Para quem não sabe nada sobre a torradeira já falei demais.
Conclusão: cada um tem a Troika que merece.

sábado, 19 de março de 2011

O frigorífico Electrolux de 1939

Portugal começou lentamente a aceitar a eletricidade e os electrodomésticos.
Em 1930 o número de consumidores de electricidade era ainda de 60.000, tendo aumentado para 106.000, em 1936. O ano de 1939 é um ano de referência com 150.000 consumidores e com 179 centrais de serviço público.
Foi nesse ano que a Revista Eva apresentou, no mês de Agosto, publicidade ao frigorífico Electrolux.

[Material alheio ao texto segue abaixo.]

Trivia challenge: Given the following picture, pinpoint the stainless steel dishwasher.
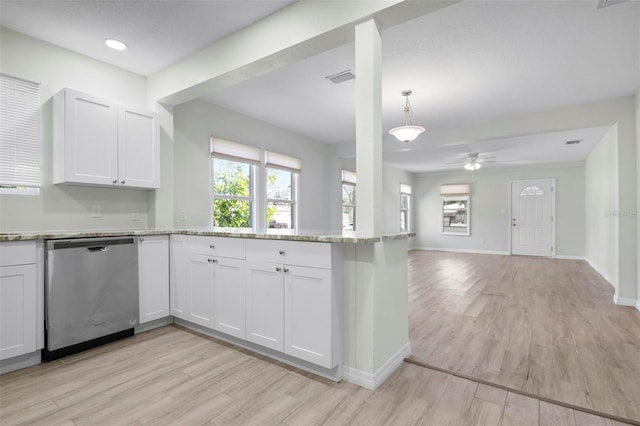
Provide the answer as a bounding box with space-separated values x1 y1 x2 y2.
42 237 138 361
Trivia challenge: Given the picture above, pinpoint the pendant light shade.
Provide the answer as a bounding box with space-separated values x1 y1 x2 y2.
389 90 424 143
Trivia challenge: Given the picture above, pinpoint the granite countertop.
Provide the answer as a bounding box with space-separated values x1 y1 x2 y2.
0 228 415 244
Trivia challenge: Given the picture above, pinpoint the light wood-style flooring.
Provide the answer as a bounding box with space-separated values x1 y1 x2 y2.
0 326 623 426
409 250 640 422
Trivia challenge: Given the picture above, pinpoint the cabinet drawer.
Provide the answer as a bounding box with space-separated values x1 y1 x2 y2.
247 240 331 269
187 235 246 259
0 241 36 266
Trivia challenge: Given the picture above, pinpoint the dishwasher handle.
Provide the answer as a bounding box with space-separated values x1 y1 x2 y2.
87 246 109 253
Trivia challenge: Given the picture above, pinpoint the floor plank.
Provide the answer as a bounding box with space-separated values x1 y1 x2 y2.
409 250 640 421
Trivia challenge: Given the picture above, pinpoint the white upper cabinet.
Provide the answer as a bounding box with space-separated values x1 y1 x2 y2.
53 89 160 189
118 107 160 188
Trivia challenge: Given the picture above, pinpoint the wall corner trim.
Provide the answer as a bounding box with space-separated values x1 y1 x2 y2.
342 342 411 390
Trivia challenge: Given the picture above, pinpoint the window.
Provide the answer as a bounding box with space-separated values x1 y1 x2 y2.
342 170 356 231
211 139 260 228
400 183 411 232
266 151 301 229
0 74 41 195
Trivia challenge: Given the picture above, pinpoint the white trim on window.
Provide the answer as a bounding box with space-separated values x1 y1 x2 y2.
265 151 302 173
0 74 42 194
211 137 260 165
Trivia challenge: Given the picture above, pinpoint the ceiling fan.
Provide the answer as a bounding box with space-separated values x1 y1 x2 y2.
447 152 496 171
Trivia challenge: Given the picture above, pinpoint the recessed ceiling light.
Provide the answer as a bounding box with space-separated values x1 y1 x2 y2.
104 38 127 50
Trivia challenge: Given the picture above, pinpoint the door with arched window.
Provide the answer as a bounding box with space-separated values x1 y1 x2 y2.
510 179 555 256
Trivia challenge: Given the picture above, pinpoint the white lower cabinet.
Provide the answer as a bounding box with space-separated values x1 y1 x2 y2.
0 242 42 360
283 265 334 368
213 257 247 339
247 262 284 352
170 235 191 321
171 235 342 369
138 235 169 324
187 253 214 328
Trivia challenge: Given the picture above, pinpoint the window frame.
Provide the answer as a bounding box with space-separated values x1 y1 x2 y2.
264 164 300 229
400 183 413 232
210 153 257 229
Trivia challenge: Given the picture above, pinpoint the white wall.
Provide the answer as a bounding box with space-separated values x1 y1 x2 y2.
585 126 619 293
413 163 585 257
174 100 334 230
0 28 148 232
382 165 414 233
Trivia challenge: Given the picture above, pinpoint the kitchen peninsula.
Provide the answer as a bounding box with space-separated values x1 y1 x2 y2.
0 228 413 388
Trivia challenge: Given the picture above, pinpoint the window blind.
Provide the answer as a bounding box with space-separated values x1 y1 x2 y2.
342 170 356 185
211 138 260 164
0 74 41 188
267 151 302 173
400 183 411 195
440 183 471 195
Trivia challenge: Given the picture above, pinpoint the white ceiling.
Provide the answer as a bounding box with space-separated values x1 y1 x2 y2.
0 0 295 76
1 0 640 172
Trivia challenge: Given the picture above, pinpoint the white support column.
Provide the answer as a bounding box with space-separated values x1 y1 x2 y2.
355 19 382 236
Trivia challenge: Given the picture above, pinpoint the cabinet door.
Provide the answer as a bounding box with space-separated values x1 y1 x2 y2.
187 253 214 329
214 257 247 339
138 235 169 324
0 264 37 359
118 106 160 188
62 89 118 185
246 262 284 352
284 265 335 368
169 235 191 321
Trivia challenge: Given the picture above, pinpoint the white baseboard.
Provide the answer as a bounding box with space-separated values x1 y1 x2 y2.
342 342 411 390
613 295 640 311
135 316 173 334
0 350 42 374
411 247 509 256
553 254 587 260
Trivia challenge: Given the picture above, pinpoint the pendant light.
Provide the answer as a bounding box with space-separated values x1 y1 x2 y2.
389 90 424 143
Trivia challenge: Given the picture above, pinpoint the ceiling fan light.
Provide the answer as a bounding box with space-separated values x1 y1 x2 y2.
464 161 482 171
389 126 424 143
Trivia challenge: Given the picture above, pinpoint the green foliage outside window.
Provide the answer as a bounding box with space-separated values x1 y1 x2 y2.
213 158 251 228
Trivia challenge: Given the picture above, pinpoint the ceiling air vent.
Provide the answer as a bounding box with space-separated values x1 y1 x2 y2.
325 70 356 84
598 0 627 9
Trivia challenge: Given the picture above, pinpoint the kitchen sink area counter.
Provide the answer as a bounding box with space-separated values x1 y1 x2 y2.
0 228 415 244
0 228 415 389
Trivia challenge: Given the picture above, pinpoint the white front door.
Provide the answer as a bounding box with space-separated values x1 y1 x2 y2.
511 179 554 256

Para o promover publicita:«Funciona e regula a temperatura sem vibrações e sem ruídos». E a comprová-lo pode ver-se uma criança que dorme serenamente, abraçada ao seu ursinho.
Com lojas em Lisboa, na Avenida da Liberdade, 141, e no Porto na Praça da Liberdade, 123, a Electrolux apresentava então cinco modelos diferentes.

Em 1925 a Elecrolux tinha comprado a empresa Arctic e lançou o primeiro frigorífico no mercado, o “Frigorífico D”. Mas em 1927 a General Eletric lançou o modelo “Monitor Top” que apresentava o motor circular, em cima do frígorifico. Era o tipo de frigorífico que apresentava ainda pernas altas, baseando-se no aspecto dos móveis, única referência então existente.
Foi um sucesso que durou alguns anos. O frigorífico, utensílio caro, começou a ser vendido em massa nos Estados Unidos, o que permitiu uma baixa de preços.
Mas seria a Electrolux a criar em 1930 o primeiro frigorífico compacto, isto é, com a área de congelação integrada.
1º frigorífico Electrolux compacto. Foto do arquivo da empresa
É o que podemos ver no modelo representado na publicidade. Já sem motor visível, o frigorífico apresenta ainda as pernas altas. Por pouco mais tempo.
Já em 1935 o designer Raymond Loewy, de origem francesa, a viver nos Estados Unidos, tinha desenhado para a Sears o modelo Coldspot, que se assemelhava a um cofre esmaltado. O aspecto do frigorífico foi tão atractivo que as vendas subiram em flecha nos anos seguintes, confirmando a importância do design. Depois deste sucesso os frigoríficos perderam definitivamente as pernas.